Need to test a index with terabytes of data, how can I do

I need to test performance of appand to a index with terabytes of data, and the index mapping is customed.
Is there a solution to this scenario?

Refer to this topic: Increase data size in Rally existing tracks

Whether to support looping to write a fixed index?

I tried, but got error.

Eventually I did this by writing data to large files.
However, it is too slow to compress large files.
Is there a big difference between source-file performance measured using the original file documents.json and the compressed file documents.json.bz2?

Have a look at the rally-eventdata-track. Unlike other tracks this does not rely on data in files but does instead generate data at runtime based on a set of probability distributions. This makes it possible to generate very large amounts of data with just track configuration. You can use this as is and just create a modified config or use this as a base for generating your own track handling your particular type of data.

This blog post describes how it was used to generate 4 TB of indexed data for a set of storage benchmarks. This video also discusses this track and its use.

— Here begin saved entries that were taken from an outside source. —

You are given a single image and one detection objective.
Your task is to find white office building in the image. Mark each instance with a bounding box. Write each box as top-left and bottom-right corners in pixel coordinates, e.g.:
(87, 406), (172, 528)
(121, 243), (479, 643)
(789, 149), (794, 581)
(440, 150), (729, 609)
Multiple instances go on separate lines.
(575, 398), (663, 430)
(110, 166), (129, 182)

This seems to be an extension based on the event-data log type, but my scenario requires testing with our actual business logs.Can rally-EventData-Track extend the data volume with custom index mapping?

I suspect you may need to create a new custom track.

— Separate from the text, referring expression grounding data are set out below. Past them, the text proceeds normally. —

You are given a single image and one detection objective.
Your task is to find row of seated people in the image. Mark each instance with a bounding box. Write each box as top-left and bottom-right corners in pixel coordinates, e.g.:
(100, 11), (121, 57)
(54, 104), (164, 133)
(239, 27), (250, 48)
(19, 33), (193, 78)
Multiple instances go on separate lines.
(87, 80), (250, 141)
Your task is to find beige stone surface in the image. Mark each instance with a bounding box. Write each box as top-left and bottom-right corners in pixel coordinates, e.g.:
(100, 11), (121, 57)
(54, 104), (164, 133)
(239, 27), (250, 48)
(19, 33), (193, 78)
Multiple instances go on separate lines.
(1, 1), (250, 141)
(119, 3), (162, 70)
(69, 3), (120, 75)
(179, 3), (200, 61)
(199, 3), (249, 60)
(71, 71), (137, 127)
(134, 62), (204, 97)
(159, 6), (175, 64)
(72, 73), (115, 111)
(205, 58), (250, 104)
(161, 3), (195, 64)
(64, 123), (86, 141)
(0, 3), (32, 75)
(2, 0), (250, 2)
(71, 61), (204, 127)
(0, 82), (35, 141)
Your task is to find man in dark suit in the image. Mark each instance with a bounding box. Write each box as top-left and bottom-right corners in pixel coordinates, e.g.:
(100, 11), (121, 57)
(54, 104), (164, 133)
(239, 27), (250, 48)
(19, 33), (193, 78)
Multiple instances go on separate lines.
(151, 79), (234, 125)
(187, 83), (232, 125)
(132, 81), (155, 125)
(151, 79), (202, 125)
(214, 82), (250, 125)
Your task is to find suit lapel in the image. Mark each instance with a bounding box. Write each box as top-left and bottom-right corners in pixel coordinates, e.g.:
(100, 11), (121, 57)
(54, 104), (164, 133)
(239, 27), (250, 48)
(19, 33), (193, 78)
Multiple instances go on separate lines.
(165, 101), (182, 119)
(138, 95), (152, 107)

Yes,does rally-EventData-Track support according custom track to generate terabytes of data?
by the way, doce source-file support config more than one file? I think this will be convenient to Increase and decrease doc amount according to different requirements

If the event format created by the rally-eventdata-track can be used it is relatively easy to create a new challenge that can generate a very large amount of data. You may also be able to alter the mappings used if necessary. If you need a specific event format and mappings you probably customize the track or generate files.

I am still not sure I fully understand what you are looking to test. Could you please elaborate on what you are looking to test and achieve? Are you looking to index into a set of time-based indices and see hoe the cluster performs with large amounts of data or are you going to index into a single index that will grow very large? What is your use case?

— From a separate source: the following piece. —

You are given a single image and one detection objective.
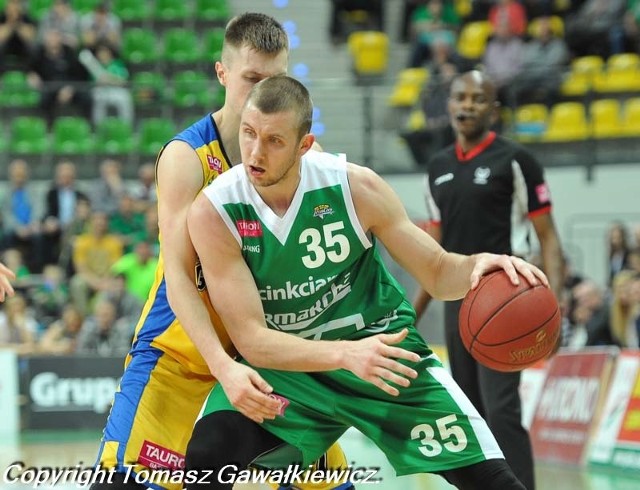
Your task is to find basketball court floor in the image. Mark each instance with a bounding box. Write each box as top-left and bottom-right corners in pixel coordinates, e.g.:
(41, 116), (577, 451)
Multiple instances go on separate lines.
(1, 429), (637, 489)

We want to test sending 2T of specific data to an index to see how large the cluster can reach.Now I have solved this problem, but I had a puzzle during the testing.

first question: Does the final result of throughput include replicas? I think the result was only primary shard and it seems according to samples to culculate: sum(bulk_size)/time_period. Does this right?
I have read How Write throughput is calculated in Rally - #2 by dliappis

second question: When the index_append start, i use iostat to monitor the io, sometimes the readbyte is zero, why? the bulk_indexing_client_num is 64.

third question: How can I know rally has start the amount of clients that I set?

This topic was automatically closed 28 days after the last reply. New replies are no longer allowed.